Fig. 5. — Renal γδ T cells retain IL-17A production during chronic *S. aureus* infection. *Foxp3*^RFP×*Il17a*^eGFP×*Ifng*^Kat mice were infected with 10⁷ CFU of *S. aureus* or remained without infection. At the indicated days p.i., cells were isolated from the spleen, kidney, lung, and liver, and CD45iv⁻ γδTCR⁺ CD3⁺ cells were directly analyzed for cytokine reporter proteins. Three minutes prior to collecting of organs, mice received i.v. fluorochrome-conjugated anti-CD45 mAb to label vascular cells. (A) Representative dot plots for Katushka (IFN-γ) and GFP (IL-17A) expression in renal γδ T cells. (B) Percentages of IL-17A⁺IFN-γ⁻, IL-17A⁺IFN-γ⁺, and IL-17A⁻IFN-γ⁺ γδ T cells in organs. Representative result of two independent experiments with four to seven mice per group and time point. Symbols represent individual mice, and bars show median values. Statistical analysis was performed by one-way ANOVA test and Dunnett’s multiple comparisons posttest.

To identify the subtype of IL-17A-producing γδ T cells, renal T cells from S. aureus-infected mice were polyclonally stimulated and cytokine expression in Vγ1⁺, Vγ4⁺, and Vγ1⁻Vγ4⁻ γδ T cells was determined (SI Appendix, Fig. S6D). Vγ1⁺ and Vγ4⁺ showed strong production of IFN-γ but only approx. 5% of cells were IL-17A⁺. In contrast, the vast majority of Vγ1⁻Vγ4⁻ γδ T cells was IL-17A⁺, and a small subset of these cells was IFN-γ⁺IL-17A⁺ indicating that Vγ1⁻Vγ4⁻ γδ T cells and thus most likely Vγ6⁺ cells were the main IL-17A-producing γδ T cells in infected kidneys.

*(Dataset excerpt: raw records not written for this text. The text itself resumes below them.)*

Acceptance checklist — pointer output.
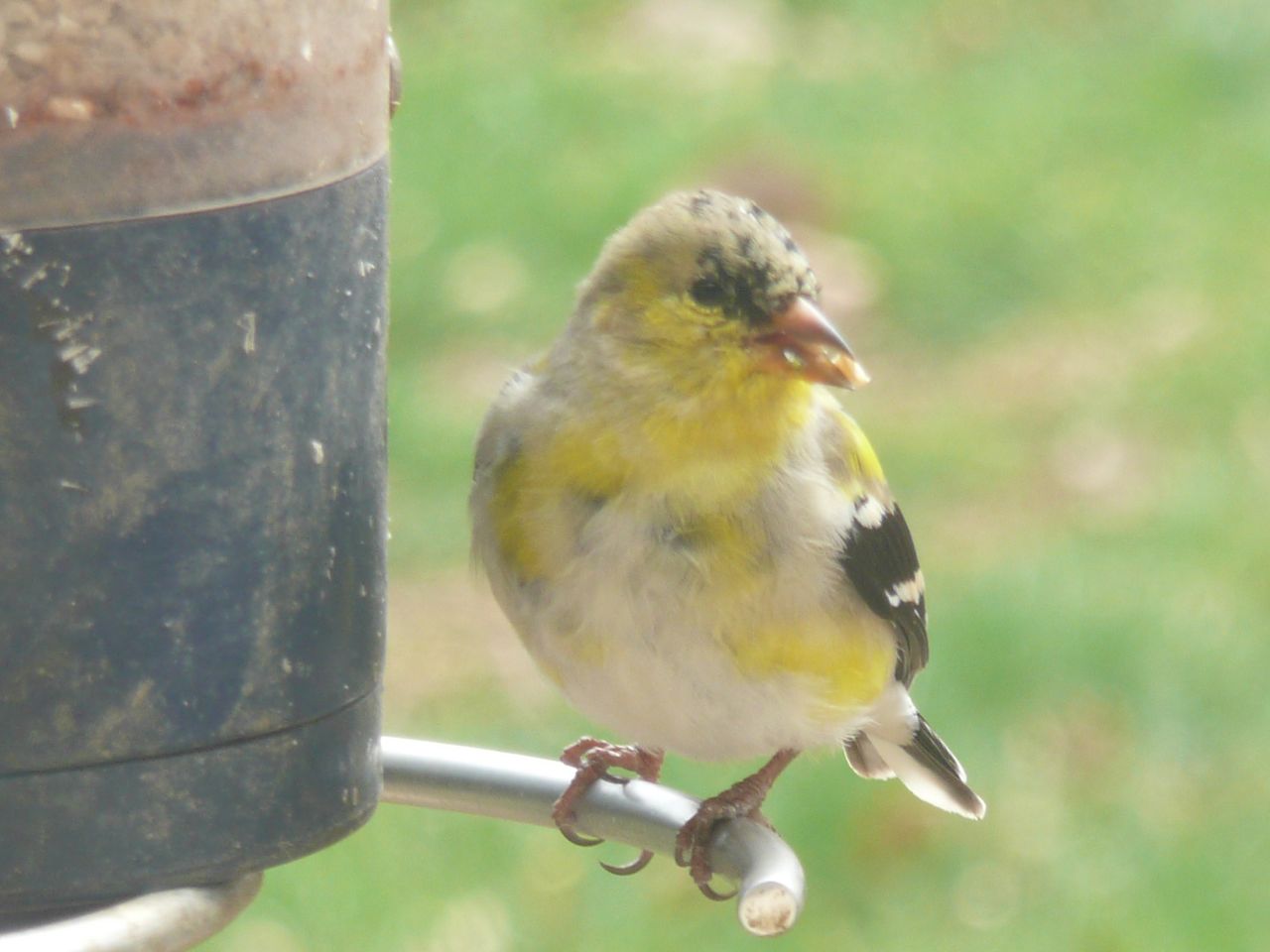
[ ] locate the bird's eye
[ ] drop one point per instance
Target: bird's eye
(706, 293)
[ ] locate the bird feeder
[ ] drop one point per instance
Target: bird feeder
(191, 439)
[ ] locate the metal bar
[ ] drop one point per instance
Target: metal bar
(645, 815)
(160, 921)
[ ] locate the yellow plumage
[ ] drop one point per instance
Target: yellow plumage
(690, 535)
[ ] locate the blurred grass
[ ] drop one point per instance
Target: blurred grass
(1058, 261)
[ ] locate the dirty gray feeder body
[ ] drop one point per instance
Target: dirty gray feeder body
(191, 484)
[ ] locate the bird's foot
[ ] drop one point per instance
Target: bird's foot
(592, 760)
(742, 798)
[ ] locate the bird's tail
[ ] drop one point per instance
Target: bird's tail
(924, 765)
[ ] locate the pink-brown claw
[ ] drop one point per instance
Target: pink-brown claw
(633, 867)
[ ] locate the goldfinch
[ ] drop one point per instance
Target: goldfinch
(693, 538)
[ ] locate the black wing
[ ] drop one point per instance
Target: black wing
(880, 560)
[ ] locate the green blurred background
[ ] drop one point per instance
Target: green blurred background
(1046, 227)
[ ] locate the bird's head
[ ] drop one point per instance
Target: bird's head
(707, 285)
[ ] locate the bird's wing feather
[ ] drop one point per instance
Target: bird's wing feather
(876, 551)
(880, 561)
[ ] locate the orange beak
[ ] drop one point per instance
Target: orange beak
(802, 343)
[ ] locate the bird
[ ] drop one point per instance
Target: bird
(693, 538)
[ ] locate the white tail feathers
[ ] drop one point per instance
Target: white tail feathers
(924, 765)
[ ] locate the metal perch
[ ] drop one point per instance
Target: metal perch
(645, 815)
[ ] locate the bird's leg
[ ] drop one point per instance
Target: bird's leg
(593, 760)
(742, 798)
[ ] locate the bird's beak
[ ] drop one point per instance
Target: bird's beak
(802, 343)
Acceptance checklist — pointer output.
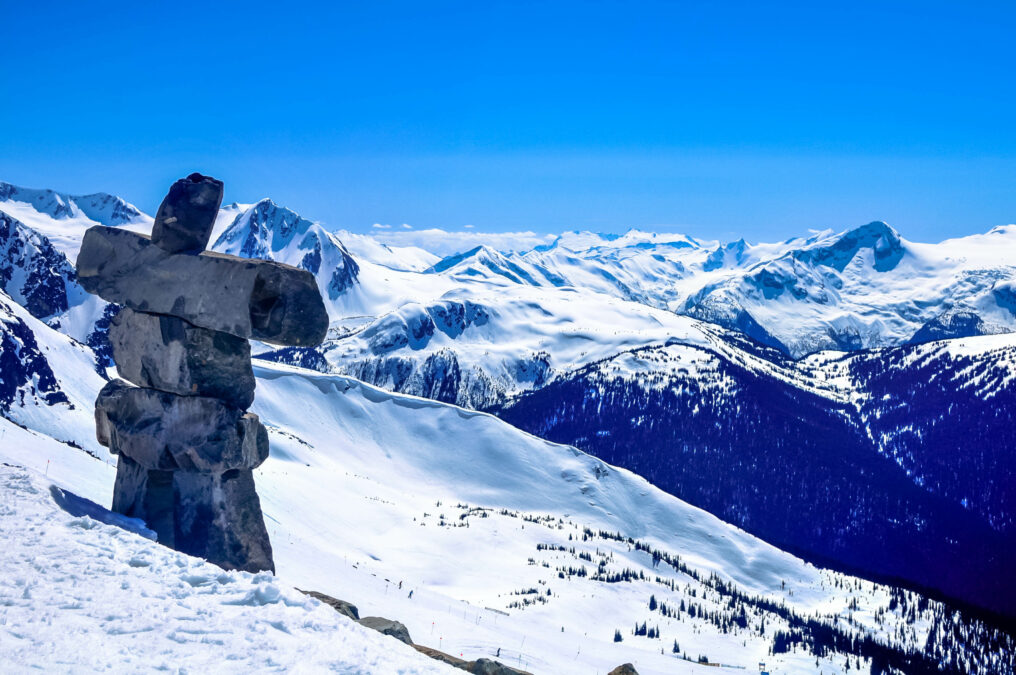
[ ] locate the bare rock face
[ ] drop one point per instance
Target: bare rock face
(186, 447)
(169, 432)
(387, 627)
(184, 221)
(171, 355)
(267, 300)
(215, 516)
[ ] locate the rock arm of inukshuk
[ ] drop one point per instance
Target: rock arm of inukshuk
(186, 446)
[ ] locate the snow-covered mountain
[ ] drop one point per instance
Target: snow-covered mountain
(863, 288)
(483, 540)
(584, 340)
(63, 218)
(895, 463)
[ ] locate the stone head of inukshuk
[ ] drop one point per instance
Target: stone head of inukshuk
(186, 446)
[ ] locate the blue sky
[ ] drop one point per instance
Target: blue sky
(717, 119)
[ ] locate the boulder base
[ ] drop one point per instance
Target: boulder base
(171, 355)
(215, 516)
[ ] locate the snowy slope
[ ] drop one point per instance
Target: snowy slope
(63, 218)
(85, 591)
(351, 287)
(474, 347)
(487, 526)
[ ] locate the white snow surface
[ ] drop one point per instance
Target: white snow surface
(86, 591)
(366, 490)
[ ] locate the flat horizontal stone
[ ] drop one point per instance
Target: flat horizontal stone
(185, 219)
(169, 432)
(259, 299)
(169, 354)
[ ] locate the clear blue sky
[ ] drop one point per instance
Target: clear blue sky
(719, 119)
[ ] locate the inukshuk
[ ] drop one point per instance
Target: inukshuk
(186, 447)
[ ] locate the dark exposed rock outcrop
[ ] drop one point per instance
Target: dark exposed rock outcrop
(186, 446)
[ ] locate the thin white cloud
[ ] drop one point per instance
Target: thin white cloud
(442, 242)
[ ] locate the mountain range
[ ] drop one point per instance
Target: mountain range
(844, 396)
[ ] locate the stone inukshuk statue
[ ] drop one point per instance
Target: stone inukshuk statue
(186, 447)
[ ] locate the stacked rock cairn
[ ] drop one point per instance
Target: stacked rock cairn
(186, 447)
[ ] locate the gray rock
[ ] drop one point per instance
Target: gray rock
(169, 354)
(169, 432)
(184, 221)
(624, 669)
(490, 667)
(145, 494)
(340, 606)
(218, 517)
(388, 627)
(259, 299)
(215, 516)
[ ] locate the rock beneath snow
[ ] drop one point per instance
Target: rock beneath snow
(169, 432)
(340, 606)
(169, 354)
(625, 669)
(185, 219)
(489, 667)
(259, 299)
(215, 516)
(388, 627)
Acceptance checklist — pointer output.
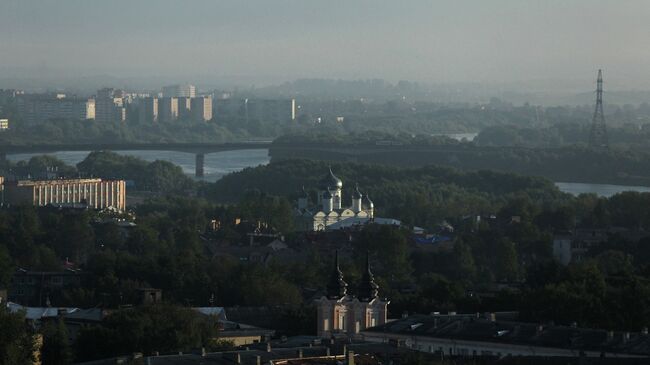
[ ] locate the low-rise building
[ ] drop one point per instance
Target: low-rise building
(94, 193)
(474, 336)
(37, 288)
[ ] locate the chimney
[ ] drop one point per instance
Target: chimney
(350, 358)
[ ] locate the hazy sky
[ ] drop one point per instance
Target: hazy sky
(428, 40)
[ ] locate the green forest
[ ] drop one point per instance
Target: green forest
(168, 249)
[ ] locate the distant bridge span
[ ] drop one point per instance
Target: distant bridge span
(198, 149)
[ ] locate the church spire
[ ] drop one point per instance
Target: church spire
(336, 288)
(368, 289)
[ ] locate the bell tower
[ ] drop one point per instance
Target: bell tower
(340, 314)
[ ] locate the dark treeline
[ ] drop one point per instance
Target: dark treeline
(576, 163)
(629, 136)
(169, 249)
(359, 115)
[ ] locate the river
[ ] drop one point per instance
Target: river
(216, 164)
(221, 163)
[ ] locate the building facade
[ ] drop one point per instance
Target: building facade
(201, 108)
(148, 110)
(167, 109)
(95, 193)
(38, 108)
(342, 315)
(179, 91)
(329, 209)
(110, 106)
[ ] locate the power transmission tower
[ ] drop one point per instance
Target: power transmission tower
(598, 135)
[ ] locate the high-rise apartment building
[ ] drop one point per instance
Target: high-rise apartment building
(148, 109)
(109, 106)
(201, 108)
(37, 108)
(179, 91)
(95, 193)
(167, 109)
(184, 108)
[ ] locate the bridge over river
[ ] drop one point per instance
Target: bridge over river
(198, 149)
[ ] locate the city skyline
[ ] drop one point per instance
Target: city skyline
(259, 43)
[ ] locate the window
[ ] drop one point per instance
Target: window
(342, 325)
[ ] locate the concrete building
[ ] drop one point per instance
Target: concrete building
(201, 108)
(94, 193)
(167, 109)
(184, 108)
(148, 110)
(110, 106)
(37, 288)
(38, 108)
(178, 91)
(344, 315)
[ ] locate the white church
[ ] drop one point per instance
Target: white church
(329, 212)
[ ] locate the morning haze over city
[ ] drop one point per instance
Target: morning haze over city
(324, 182)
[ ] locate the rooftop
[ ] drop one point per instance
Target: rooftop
(475, 328)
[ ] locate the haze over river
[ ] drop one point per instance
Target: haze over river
(221, 163)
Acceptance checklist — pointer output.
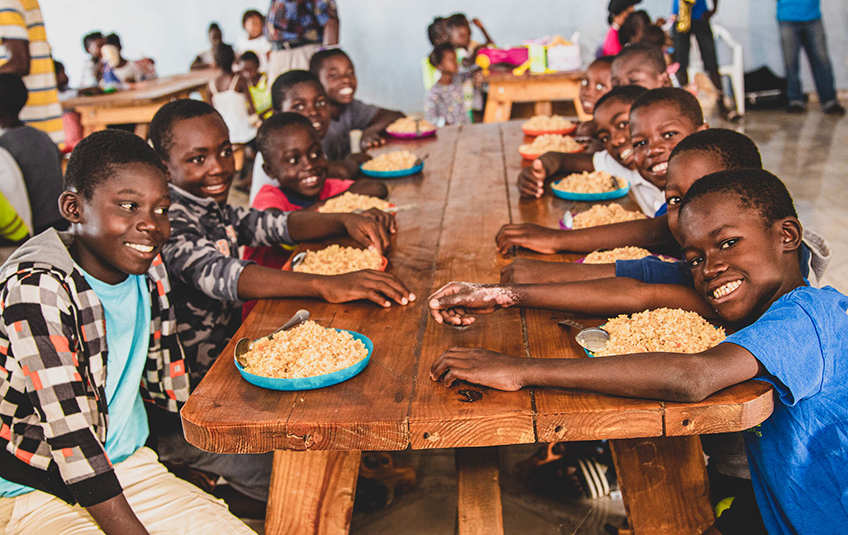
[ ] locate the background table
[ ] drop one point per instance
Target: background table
(506, 88)
(139, 104)
(465, 194)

In contrast, renal Vγ1⁺ and Vγ4⁺ γδ T cells were more capable of producing IFN-γ. In conclusion, renal Vγ1⁻Vγ4⁻ (Vγ6⁺) γδ T cells become rapidly activated, proliferate, and secrete IL-17A after systemic S. aureus infection. During the chronic phase, renal γδ T cells acquire a CD69⁺ Trm phenotype and continuously produce IL-17A.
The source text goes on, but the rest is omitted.